系統内での位置づけとしては、同じ白内障進行抑制点眼薬でも作用のしくみが異なる薬がいくつかあります。タチオン点眼用は、その中で「抗酸化作用」に着目したお薬という位置づけになります。
副作用・注意点
タチオン点眼用は、比較的おだやかなお薬とされていますが、点眼薬である以上、まったく副作用がないわけではありません。報告されているものとしては、目のかゆみ、刺激感、充血、まぶたの皮膚炎(目のまわりの赤みやかぶれ)などがあります。
こうした症状が出るかどうか、また程度には個人差があります。点眼後に強い違和感や、目のまわりのかゆみ・腫れが続くようであれば、自己判断で使い続けず、処方を受けた眼科で相談してください。
また、用時溶解タイプは、一度溶かしたあとは長く使えるものではありません。溶かしてからの使用期間には決まりがありますので、薬剤師や医師の説明に従ってください。
使い方のポイント
最大のポイントは、先にお話しした「使うときに溶かす」という準備です。説明書のとおりに溶解液と混ぜ、しっかり溶けてから使うようにしましょう。
点眼の際は、容器の先がまつ毛やまぶた、目に触れないように気をつけてください。容器の先が触れると、雑菌が入って薬液が汚染される原因になります。ほかの点眼薬と併用している場合は、数分ほど間隔をあけてからさすと、薬がきちんと目にとどまりやすくなります。
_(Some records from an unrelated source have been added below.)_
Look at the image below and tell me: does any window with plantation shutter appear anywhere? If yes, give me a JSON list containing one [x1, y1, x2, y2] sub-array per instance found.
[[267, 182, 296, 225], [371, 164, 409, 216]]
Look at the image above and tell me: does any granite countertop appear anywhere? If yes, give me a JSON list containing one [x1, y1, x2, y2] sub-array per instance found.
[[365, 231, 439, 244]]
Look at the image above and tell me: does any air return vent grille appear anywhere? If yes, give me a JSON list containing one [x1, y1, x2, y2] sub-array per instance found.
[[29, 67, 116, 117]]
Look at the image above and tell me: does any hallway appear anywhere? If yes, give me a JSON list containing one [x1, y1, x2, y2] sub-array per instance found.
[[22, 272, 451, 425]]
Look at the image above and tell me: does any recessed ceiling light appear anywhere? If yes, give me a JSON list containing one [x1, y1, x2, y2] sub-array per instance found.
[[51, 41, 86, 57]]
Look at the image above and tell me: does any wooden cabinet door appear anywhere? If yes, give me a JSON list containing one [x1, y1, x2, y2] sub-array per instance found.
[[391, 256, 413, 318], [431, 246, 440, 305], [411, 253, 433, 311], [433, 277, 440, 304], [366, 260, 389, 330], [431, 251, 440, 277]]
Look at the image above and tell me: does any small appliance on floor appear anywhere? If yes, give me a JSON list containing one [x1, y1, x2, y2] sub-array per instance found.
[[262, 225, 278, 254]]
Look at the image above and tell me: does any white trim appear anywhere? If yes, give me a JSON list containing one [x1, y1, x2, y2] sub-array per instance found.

なお、具体的な1日の回数や1回の滴数は、症状や状態によって医師が判断します。決められた使い方を守り、効果が感じにくいからといって自己判断で量を増やしたりしないようにしましょう。
よくある質問
Q. タチオン点眼用は市販されていますか?後発品(ジェネリック)はありますか?
タチオン点眼用は、医師の処方が必要な医療用医薬品で、ドラッグストアなどで市販されているものではありません。後発品や市販薬の有無は時期によって変わることがありますので、入手や切り替えについては薬局・眼科でご確認ください。
Q. 点眼を続ければ白内障は治りますか?
残念ながら、点眼で白内障そのものが治ることはありません。タチオン点眼用は進行をゆるやかにすることを目的とした薬で、視力に影響するほど濁りが進んだ場合は手術が検討されます。点眼を続けながら、定期的に眼科で経過をみてもらうことが大切です。
このページの内容は一般的な情報提供を目的としたもので、個々の診断や治療を保証するものではありません。効果や副作用の出方には個人差があります。気になる症状があるときや、お薬の使い方に迷うときは、自己判断で中止せず、必ず眼科医に相談・受診してください。